The local working people loved him, but he was not well received amongst the upper classes. He was credited with bringing income to the local community with his spending, and that of his large entourage. People loved that he treasured inexpensive gifts as much as his diamonds. He loved a walking stick bought in Bangor for a shilling as much as one costing hundreds of pounds.

Outside Wales, the national papers were only interested in the sensational stories. They mocked the aristocrat who played Romeo to his housekeeper’s Juliet, above all they relished the story of his downfall, and what the ‘Great Anglesey Castle Sales’ revealed about his extraordinarily extravagant lifestyle.

Viv Gardner added;

“The tragedy wasn’t only the Marquess’s, the servants lost their homes as well as their jobs. The Marquess also owed money to many local businesses, including Morris Wartski, a jeweller on Bangor High Street; he was owed £26,651. However, loyalty and affection for the Marquess continued, and even Mr Wartski bought the Marquess’s coronation robes in the sales to return to him.”

The new exhibition, ‘All that was left’ explores the impact of this extraordinary event on Plas Newydd and on the local community, and to consider what we value.

National Trust spokesperon continued;

“At the end of 2019 we began a large-scale project to upgrade the pipes and wires throughout the house at Plas Newydd. However as a result of the pandemic, we had to put this work on hold. Whilst we wait to resume the work, we’ve been exploring other themes at throughout the mansion house.”
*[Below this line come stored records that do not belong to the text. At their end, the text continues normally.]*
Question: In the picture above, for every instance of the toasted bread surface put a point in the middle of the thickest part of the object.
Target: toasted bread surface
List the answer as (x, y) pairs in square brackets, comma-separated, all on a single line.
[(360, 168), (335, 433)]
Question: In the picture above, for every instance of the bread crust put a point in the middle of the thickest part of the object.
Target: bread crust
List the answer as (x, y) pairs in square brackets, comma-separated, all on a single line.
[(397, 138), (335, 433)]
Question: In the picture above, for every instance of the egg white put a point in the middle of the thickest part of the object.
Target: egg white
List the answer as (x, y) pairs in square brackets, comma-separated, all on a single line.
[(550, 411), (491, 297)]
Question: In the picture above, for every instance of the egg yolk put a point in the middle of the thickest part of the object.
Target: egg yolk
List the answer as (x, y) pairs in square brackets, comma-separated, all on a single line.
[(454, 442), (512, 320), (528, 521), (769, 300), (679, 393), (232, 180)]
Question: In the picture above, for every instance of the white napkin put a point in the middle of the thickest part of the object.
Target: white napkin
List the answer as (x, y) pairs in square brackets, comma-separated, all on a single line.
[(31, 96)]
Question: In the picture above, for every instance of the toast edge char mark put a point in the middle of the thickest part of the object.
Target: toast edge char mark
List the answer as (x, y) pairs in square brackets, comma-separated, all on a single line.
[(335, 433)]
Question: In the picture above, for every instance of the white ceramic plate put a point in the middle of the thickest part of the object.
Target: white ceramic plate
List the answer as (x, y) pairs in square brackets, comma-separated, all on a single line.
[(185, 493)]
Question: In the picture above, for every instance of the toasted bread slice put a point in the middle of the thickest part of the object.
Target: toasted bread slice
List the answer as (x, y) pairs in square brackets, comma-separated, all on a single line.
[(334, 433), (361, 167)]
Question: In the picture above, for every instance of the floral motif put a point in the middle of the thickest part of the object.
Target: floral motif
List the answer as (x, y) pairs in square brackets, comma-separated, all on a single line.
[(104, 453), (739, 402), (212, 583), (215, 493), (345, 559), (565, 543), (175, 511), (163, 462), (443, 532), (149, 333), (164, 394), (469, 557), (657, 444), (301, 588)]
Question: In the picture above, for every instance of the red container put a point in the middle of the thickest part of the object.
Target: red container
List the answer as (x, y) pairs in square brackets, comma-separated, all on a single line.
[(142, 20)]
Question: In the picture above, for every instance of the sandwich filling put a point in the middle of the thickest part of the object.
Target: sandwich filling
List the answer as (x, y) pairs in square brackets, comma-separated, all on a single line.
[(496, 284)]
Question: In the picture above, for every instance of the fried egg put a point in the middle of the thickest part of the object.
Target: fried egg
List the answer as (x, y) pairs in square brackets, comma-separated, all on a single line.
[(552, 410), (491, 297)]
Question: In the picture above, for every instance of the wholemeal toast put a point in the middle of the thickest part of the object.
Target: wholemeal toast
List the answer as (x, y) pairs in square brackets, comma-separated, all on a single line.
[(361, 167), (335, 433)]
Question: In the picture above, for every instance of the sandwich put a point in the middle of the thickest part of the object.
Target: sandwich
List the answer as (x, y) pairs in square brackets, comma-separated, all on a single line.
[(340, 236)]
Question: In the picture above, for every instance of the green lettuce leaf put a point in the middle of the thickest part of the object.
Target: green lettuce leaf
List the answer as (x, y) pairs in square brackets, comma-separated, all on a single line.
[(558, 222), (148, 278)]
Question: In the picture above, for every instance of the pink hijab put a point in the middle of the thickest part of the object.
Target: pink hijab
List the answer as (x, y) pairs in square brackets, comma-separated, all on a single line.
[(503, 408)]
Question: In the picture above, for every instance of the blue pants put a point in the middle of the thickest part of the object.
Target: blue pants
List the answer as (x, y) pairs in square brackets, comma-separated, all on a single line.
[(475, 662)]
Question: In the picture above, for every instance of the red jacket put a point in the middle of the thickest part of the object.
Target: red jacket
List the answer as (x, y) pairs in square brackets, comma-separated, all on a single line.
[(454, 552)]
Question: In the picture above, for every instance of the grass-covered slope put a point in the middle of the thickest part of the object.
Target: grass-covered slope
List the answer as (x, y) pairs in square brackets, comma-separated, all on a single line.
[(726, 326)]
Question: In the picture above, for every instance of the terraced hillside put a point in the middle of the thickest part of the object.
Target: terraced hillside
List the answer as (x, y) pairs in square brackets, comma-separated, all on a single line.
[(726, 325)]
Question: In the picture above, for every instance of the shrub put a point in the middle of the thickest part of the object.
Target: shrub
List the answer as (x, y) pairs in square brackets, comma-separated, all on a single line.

“In preparation for the building project we stored away some of the collections and removed some of the furniture, however some of the paintings remain on display. This provided us with a blank canvas to explore a part of Plas Newydd’s history that we haven’t shared in detail before. The Great Anglesey Sales were fitting as it allowed us to imagine what Plas Newydd would have been like in 1904 when everything was sold off, and the house was empty.”

Child looking at creative installation at Plas Newydd, Anglesey
'All that was left' exhibition in the music room at Plas Newydd | © National Trust Images/Annapurna Mellor

Drawing on photographs and archives including the Sales catalogues, Alison Neighbour, an artist and scenographer, has created ghostly echoes of the 5th Marquess’ lost objects.

Visitors can expect to see creative installations, which include paper and wire models of the 5th Marquess’ size 6 printed leather heels, copies of the Anglesey Sales catalogues and 82 hanging ‘silk’ dressing gowns in the Music Room.

‘All that was left’ is open until 5 November 2023.